Clicking the back button of the addgrpid table returns
you to the Utilization view.
Note –
If a job has already completed by the time you click the Inspect button,
or if the job completes during the information retrieval process, the information
is lost and cannot be displayed. In this case, the progress bar will indicate a failure
and clicking on the Done button leads back to the Utilization view.
Using the Allocation View
Clicking the Allocation button switches to the Allocation view of the jobs.

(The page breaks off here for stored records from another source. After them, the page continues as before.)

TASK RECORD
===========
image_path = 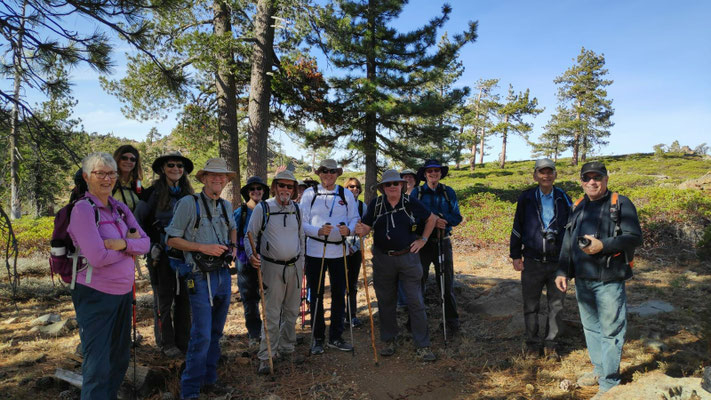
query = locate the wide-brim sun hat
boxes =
[151,151,194,175]
[195,158,237,182]
[239,176,269,201]
[314,158,343,176]
[417,159,449,182]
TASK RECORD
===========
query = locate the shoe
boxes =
[311,339,323,355]
[577,372,600,386]
[380,339,397,357]
[163,346,183,358]
[257,360,272,375]
[328,339,353,351]
[416,347,437,362]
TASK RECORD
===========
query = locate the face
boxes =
[83,164,118,198]
[580,172,608,201]
[163,160,185,183]
[533,168,558,189]
[202,172,228,194]
[247,184,264,203]
[276,179,296,204]
[425,168,442,183]
[118,153,136,173]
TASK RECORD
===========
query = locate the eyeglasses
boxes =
[91,171,118,180]
[580,175,605,183]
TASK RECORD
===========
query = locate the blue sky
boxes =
[25,0,711,161]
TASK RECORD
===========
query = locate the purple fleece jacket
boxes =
[67,192,150,295]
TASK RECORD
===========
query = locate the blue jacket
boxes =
[410,183,462,235]
[509,186,571,262]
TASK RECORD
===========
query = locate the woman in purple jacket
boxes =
[67,153,150,399]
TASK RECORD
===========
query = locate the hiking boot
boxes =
[163,346,183,358]
[311,339,323,355]
[380,339,397,357]
[416,347,437,362]
[257,360,271,375]
[577,372,600,386]
[328,339,353,351]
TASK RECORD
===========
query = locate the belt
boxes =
[260,255,299,266]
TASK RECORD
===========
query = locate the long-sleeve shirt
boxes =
[299,185,358,258]
[410,183,462,235]
[67,192,150,295]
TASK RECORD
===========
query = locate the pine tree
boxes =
[307,0,476,201]
[554,47,614,165]
[491,85,543,168]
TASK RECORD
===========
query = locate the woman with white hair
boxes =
[67,153,149,399]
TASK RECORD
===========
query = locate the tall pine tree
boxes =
[307,0,477,201]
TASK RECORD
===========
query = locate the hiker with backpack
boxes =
[344,177,367,328]
[509,158,572,360]
[111,144,144,212]
[411,160,462,343]
[300,159,358,354]
[555,161,642,400]
[234,176,269,348]
[355,169,437,362]
[134,151,194,358]
[246,170,304,375]
[67,153,150,399]
[165,158,237,399]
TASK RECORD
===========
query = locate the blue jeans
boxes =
[575,279,627,392]
[72,283,132,400]
[180,268,232,398]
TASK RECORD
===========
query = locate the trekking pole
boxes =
[308,222,331,356]
[247,232,274,375]
[437,229,447,347]
[338,222,355,357]
[360,236,378,366]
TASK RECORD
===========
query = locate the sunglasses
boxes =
[580,175,605,183]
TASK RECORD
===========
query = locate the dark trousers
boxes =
[72,283,133,400]
[306,256,346,341]
[420,237,459,328]
[346,250,363,318]
[237,263,262,339]
[147,253,190,352]
[521,258,565,347]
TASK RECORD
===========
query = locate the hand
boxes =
[198,244,227,257]
[410,239,427,253]
[104,239,126,251]
[555,276,568,293]
[582,235,602,254]
[249,254,262,268]
[318,225,333,236]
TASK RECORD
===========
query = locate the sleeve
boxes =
[299,188,321,237]
[67,201,127,268]
[244,203,264,260]
[509,194,524,260]
[601,196,642,254]
[165,196,196,239]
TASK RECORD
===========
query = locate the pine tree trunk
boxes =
[212,0,241,206]
[247,0,274,181]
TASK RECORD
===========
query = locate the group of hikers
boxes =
[61,145,641,399]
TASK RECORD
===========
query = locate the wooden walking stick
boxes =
[247,232,274,374]
[360,236,378,366]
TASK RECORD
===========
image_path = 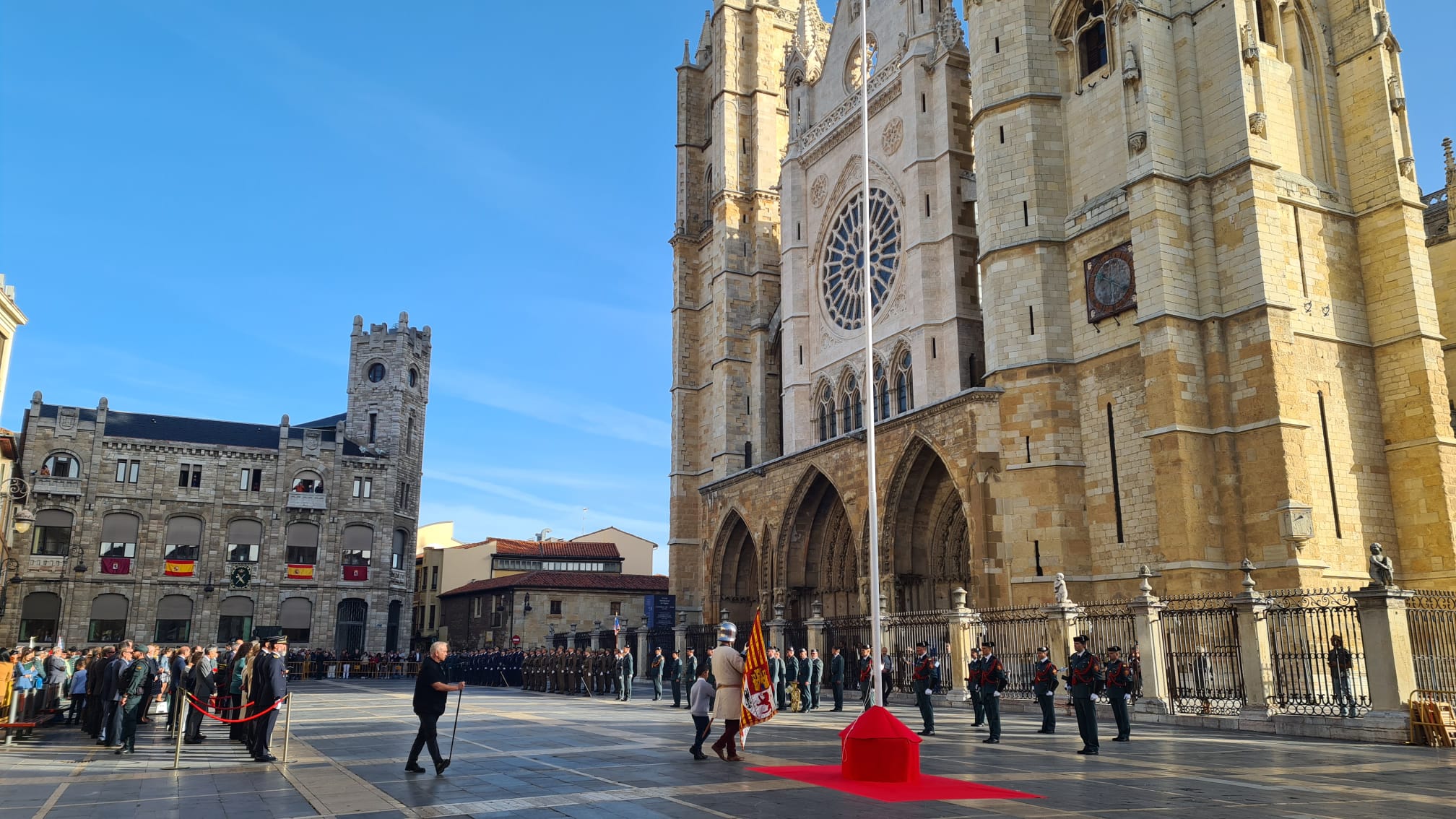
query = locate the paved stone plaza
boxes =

Figure 1–14 Jobs Allocation View
In this view, information is presented for all jobs and the columns provide
details for the:
-
Job state, indicated by a colored circle and icon
-
Job ID
-
Job name
-
Total number of tickets for the job
-
Number of override tickets
-
Number of functional tickets
-
Number of share tree tickets
-
POSIX priority
-
Total urgency for the job
-
Resource contribution to the urgency
-
Deadline contribution to the urgency
-
Waiting time contribution to the urgency
The description
of the icons for the job state on the Overview page apply here also, except that no
letters are shown. The pagination of the table, and the sorting based upon different
columns all apply similarly to the Allocation View.
For more information
on the meaning of each column, see the N1 Grid Engine Administration manual.
Filtering Jobs
In each of the three views Overview, Utilization, and Allocation, the Filter
option appears below the job table.
Figure 1–15 Filter Dialog
You use the filter to limit the jobs displayed to those matching a specified
search condition. The filter lets you choose a column on which to filter, a search
type to use, and a value on which to search.
You select the column and search type from a drop-down table, while you type
the value into a text entry box. The drop-down table for column changes with each
view depending on which columns are being displayed. The type of search can be one
of: equals, not equals, less than, less than or equal to, greater than, and greater
than or equal to.
You can define up to three filters at one time; the effects of multiple filters
are combined together to provide the final result. After you set up the desired filter,
click the Filter button to redisplay the current view with the filter applied. Pagination
is still active and will maintain the filter across pages . Clicking the Clear button
restores the unfiltered view.
The following figure shows you how a sorted jobs utilization page would look.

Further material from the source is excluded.